C’est le moment de sortir sa balance ou son verre doseur pour peser la quantité de fruits restante après épluchage. Traditionnellement, nos grand-mères mettaient poids pour poids de sucre, soit 1 kg de sucre pour 1 kg de fruits. C’est le cas aujourd’hui pour la plupart des confitures industrielles : elles se conservent ainsi sur de longues périodes. Faire sa confiture soi-même est l’occasion de sucrer un peu moins : on sait que c’est meilleur pour la santé, et la saveur du fruit n’en sera que plus présente ! Les meilleurs confituriers comptent 700 g de sucre pour un kg de fruits. Vous pouvez descendre jusqu’à 500 g de sucre pour 1 kg de fruits, mais la conservation sera moins longue.
Mélangez à l'aide d'une cuiller en bois les fruits et le sucre dans un récipient (en verre ou en acier inox). A ce stade, ajoutez également les épices, les herbes ou les zestes d'agrumes que vous aurez éventuellement choisis pour s'allier à vos fruits. Couvrez les d’une feuille de papier sulfurisé, et placez au réfrigérateur, ainsi qu’une petite assiette vide (vous en aurez besoin demain). Laissez macérer au frais pendant une nuit.
Pour les fruits pauvres en pectine, 3 solutions : ajouter à votre mélange de la pectine de fruits achetée dans le commerce, ou un palet de la pectine que vous avez-vous-même confectionné ; ou encore des zestes d’agrumes, un trognon de pomme et des pépins enveloppés dans une mousseline.
Pas question de laisser des bactéries ou moisissures gâcher nos confitures ! Juste avant de cuire la confiture, lavez soigneusement les pots et couvercles. Puis mettez-les dans votre stérilisateur si vous en disposez ; sinon plongez-les dans un faitout plein d’eau bouillante pendant 10 minutes. Vous les sortirez à l’aide d’une pince à bocaux ou d’une fourchette, sans mettre les doigts à l’intérieur (sinon, flûte : tout est à recommencer). Ensuite, retournez-les sur un torchon bien propre, sans essuyer (comme pour nos doigts, même si le torchon est propre, la stérilisation ne sera pas optimale).

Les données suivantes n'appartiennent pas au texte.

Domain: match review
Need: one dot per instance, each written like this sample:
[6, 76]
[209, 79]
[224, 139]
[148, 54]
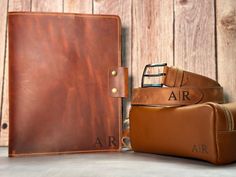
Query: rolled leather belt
[178, 87]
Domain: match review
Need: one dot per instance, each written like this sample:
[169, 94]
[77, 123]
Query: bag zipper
[229, 118]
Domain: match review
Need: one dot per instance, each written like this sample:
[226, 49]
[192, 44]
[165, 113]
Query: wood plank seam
[4, 63]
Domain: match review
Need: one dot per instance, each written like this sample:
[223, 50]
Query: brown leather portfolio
[66, 83]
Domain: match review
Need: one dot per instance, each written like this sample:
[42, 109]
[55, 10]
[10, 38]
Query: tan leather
[182, 88]
[59, 83]
[204, 131]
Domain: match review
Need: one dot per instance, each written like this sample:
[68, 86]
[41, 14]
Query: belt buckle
[152, 75]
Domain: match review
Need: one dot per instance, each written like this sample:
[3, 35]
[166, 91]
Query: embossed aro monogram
[201, 148]
[110, 141]
[181, 95]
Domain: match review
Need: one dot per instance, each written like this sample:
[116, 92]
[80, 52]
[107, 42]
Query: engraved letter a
[172, 96]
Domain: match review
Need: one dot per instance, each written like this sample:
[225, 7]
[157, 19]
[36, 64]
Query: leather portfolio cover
[66, 83]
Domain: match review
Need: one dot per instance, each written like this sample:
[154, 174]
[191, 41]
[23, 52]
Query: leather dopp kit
[66, 83]
[183, 116]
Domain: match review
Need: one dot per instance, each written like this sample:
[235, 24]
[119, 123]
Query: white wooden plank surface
[195, 36]
[226, 46]
[152, 35]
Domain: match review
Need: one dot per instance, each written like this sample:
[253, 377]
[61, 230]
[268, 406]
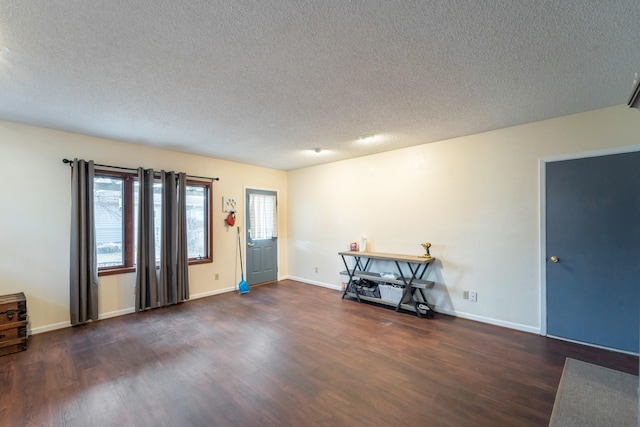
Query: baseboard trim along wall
[462, 315]
[122, 312]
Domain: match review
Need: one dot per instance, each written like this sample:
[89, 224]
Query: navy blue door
[593, 250]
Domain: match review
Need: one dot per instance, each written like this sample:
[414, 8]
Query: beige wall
[475, 198]
[35, 215]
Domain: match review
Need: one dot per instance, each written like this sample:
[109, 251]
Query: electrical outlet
[229, 204]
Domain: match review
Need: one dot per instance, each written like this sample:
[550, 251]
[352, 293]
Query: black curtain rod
[70, 162]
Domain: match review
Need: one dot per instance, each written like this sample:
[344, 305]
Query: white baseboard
[122, 312]
[313, 282]
[462, 315]
[212, 293]
[48, 328]
[490, 321]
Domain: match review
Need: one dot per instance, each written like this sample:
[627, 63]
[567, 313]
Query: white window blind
[263, 216]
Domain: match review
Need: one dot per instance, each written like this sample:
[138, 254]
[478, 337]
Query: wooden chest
[13, 323]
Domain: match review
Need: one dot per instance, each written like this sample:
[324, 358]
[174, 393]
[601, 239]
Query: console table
[410, 283]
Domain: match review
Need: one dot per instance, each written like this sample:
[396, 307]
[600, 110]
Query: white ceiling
[263, 82]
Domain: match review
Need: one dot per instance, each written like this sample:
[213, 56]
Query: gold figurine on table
[426, 247]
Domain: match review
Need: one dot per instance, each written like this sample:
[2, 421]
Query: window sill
[123, 270]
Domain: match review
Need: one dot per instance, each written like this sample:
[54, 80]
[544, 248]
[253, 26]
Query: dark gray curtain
[174, 261]
[83, 271]
[172, 284]
[147, 292]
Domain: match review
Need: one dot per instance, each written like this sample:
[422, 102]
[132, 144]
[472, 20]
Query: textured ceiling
[263, 82]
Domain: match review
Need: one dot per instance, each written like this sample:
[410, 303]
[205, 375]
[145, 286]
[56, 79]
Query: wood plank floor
[287, 354]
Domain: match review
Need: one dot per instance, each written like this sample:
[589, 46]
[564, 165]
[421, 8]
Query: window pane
[196, 221]
[263, 216]
[108, 205]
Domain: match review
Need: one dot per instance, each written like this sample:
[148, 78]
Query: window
[115, 203]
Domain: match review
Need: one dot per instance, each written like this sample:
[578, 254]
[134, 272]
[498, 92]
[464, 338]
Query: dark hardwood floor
[287, 354]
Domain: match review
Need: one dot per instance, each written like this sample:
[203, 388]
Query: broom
[243, 286]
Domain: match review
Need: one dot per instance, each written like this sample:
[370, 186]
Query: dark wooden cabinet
[13, 323]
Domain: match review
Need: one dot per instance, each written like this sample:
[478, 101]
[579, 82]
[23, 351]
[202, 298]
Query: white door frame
[244, 195]
[543, 216]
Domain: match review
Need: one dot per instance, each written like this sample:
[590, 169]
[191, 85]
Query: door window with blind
[263, 216]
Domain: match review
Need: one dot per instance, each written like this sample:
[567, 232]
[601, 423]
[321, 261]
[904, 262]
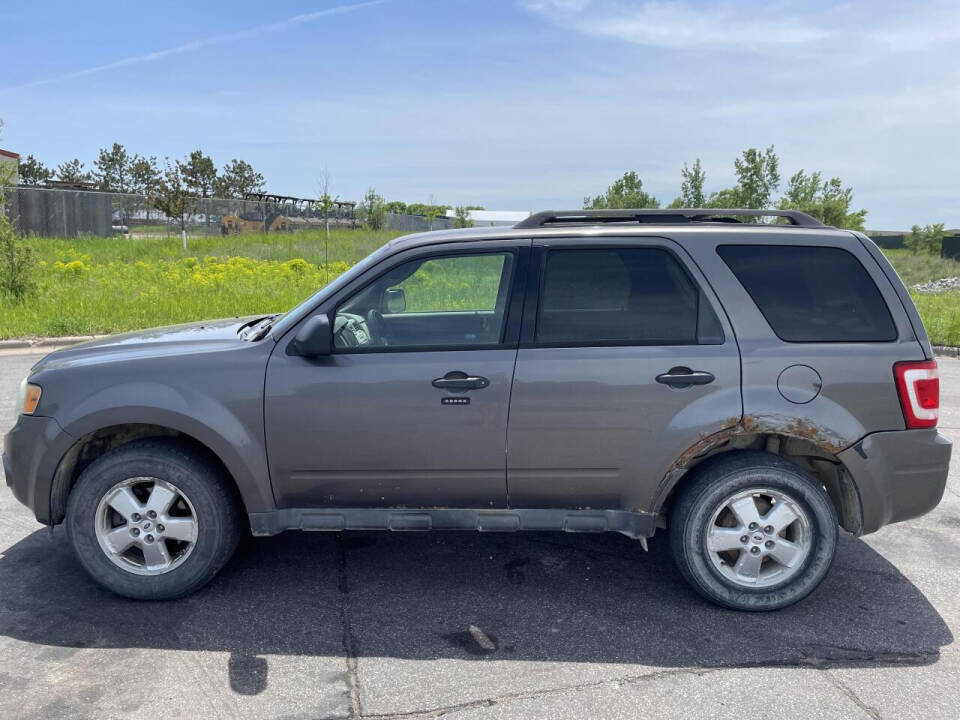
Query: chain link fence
[56, 212]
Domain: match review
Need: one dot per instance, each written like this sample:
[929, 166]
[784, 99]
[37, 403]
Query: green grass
[941, 315]
[940, 311]
[103, 285]
[916, 268]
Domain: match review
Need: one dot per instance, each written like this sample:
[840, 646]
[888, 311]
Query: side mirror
[394, 301]
[314, 338]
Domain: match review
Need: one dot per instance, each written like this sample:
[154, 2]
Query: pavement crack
[348, 640]
[870, 711]
[442, 711]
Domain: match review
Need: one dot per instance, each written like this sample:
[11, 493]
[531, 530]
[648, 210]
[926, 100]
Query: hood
[195, 337]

Attrapez votre bassine, votre faitout ou votre cocotte en fonte et versez-y le joli mélange (un petit coup de cuillère en bois pour le remuer au passage). Placez-la sur feu vif et portez à ébullition pendant 15 à 20 minutes, en remuant de temps en temps. Laissez l’écume se former pendant une dizaine de minutes, puis retirez là à l’aide d’une écumoire. A quoi bon nous direz-vous ? On la laisse au départ car elle peut contenir de la pectine. Ensuite, elle concentre les impuretés qui risquent d’altérer le goût de la confiture, de la faire durcir ou moisir.
La confiture est cuite lorsqu’elle atteint 105°C. Vous avez un thermomètre de cuisson : rien de plus facile. Vous n’en avez pas ? Observez bien votre mélange : quand les fruits deviennent plus translucides, versez quelques gouttes de votre mélange sur votre assiette froide. Si la confiture se fige et ne coule pas lorsque vous penchez l’assiette, c’est cuit !
Le temps de cuisson idéal d’une confiture varie d’une recette à l’autre. Il dépend principalement des fruits cuisinés, de leur teneur en eau, en sucre et en pectine, mais également de l’ajout éventuel de gélifiant (pectine ou agar-agar). Si vous testez régulièrement de nouvelles recettes, il peut donc être assez difficile de s’y retrouver. Heureusement, il existe quelques méthodes très fiables pour savoir quand la confiture est cuite :
Il n’y a pas de durée universelle, le temps de cuisson d’une confiture dépend de plusieurs facteurs :
En général, selon la recette, comptez un temps de cuisson de 10 à 20 minutes après ébullition.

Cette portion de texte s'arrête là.